Dentro de los documentos identificados para el periodo de gobierno 1941-1942, que se resguardan en el Archivo Histórico del Archivo General Municipal de Tlaquiltenango, se encuentra un documento escrito a máquina de escribir con la firma autógrafa de Juan E. Reyna.
Juan Estevan Reyna Ocampo fue uno de los hijos de Crescencio Reyna, dueño de la hacienda de San Juan, que, a la muerte de su padre a finales del siglo XIX, formarían una “sociedad de hijos” que se encargaría de vigilar los destinos de la hacienda azucarera ubicada en el centro de Tlaquiltenango.
En este documento, Juan Reyna solicita al presidente municipal de Tlaquiltenango una copia certificada de su acta de nacimiento, asentada, según refiere, entre el día 26 de diciembre de 1878 y el 10 de enero de 1879. Manifiesta el nombre de sus padres y menciona que, en caso de no existir el libro, y por ende el acta, se le expida constancia justificando la inexistencia.

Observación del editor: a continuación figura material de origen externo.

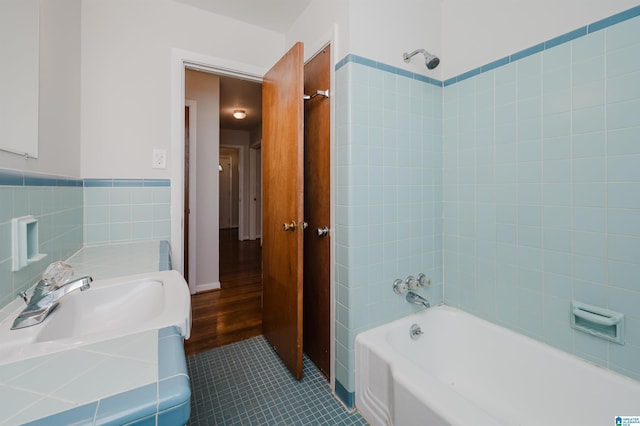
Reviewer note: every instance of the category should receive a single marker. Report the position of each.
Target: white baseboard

La respuesta a esta solicitud no ha sido encontrada, pero es posible que haya sido en sentido negativo. Lo anterior debido a que en peticiones similares y contemporáneas el municipio respondía que los libros del Registro Civil del siglo XIX y principios del siglo XX habían sido incendiados en diferentes hechos durante la revolución mexicana.

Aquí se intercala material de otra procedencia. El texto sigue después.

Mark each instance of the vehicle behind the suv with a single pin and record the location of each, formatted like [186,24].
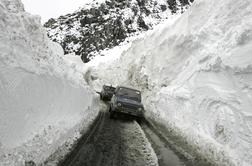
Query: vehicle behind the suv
[107,92]
[126,101]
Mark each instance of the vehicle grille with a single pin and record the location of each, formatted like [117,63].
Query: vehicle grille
[129,106]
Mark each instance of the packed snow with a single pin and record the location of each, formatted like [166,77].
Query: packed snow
[196,78]
[44,100]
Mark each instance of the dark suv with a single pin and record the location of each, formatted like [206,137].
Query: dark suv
[107,92]
[126,101]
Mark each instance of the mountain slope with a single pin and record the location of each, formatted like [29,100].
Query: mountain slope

Aunque Juan Reyna nació en Tlaquiltenango, realizó sus estudios en la Ciudad de México y Estados Unidos, graduándose como ingeniero en la Universidad de Cornell en Nueva York. Fue el líder de la Sociedad de Hijos de Crescencio Reyna que fue dueña de la haciendita de Guadalupe y la hacienda de San Juan, así como gran parte de la propiedad privada del centro de Tlaquiltenango, incluido el ex convento de Santo Domingo de Guzmán.
Entre 1910 y 1911 despegó varios fragmentos de los códices que en 1909 descubrió el pbro. Agapito Minos en las paredes del antiguo claustro del convento de Tlaquiltenango. En un principio, Reyna donaría los fragmentos a cambio de la adjudicación de los hallazgos y de los estudios científicos, sin embargo, el estallido de la revolución y la toma de Tlaquiltenango por las tropas de Gabriel Tepepa el 07 de febrero de 1911, obligaron a la familia Reyna a huir de Tlaquiltenango y abandonar sus propiedades, por lo que Juan se vio en la necesidad de rematar los fragmentos y renunciar a su prestigio científico.

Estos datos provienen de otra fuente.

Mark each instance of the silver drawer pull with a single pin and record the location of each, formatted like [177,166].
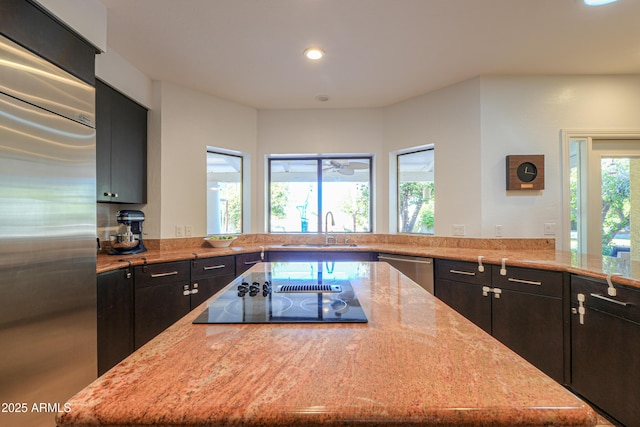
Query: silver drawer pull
[171,273]
[214,267]
[525,282]
[465,273]
[602,297]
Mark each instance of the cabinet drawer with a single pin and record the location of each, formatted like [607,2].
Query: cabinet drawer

El documento está fechado el 28 de julio de 1941, y según manifiesta fue elaborado en Tlaquiltenango, por lo que es posible que Juan estuviera en la Villa de Tlaquiltenango en ese momento; treinta años después del estallido de la revolución.
Juan Reyna, junto con su familia, guardan una memoria con claroscuros dentro de la sociedad tlahuica; sin embargo, fueron los protagonistas de una de las etapas de mayor relevancia en la historia de nuestro pueblo, por lo que su presencia y testimonio dentro del Archivo Histórico corresponde a un tesoro para el conocimiento de nuestro pasado.
Azael Abdí Vázquez Román. Jefe de Departamento de Archivo y Cronista Municipal.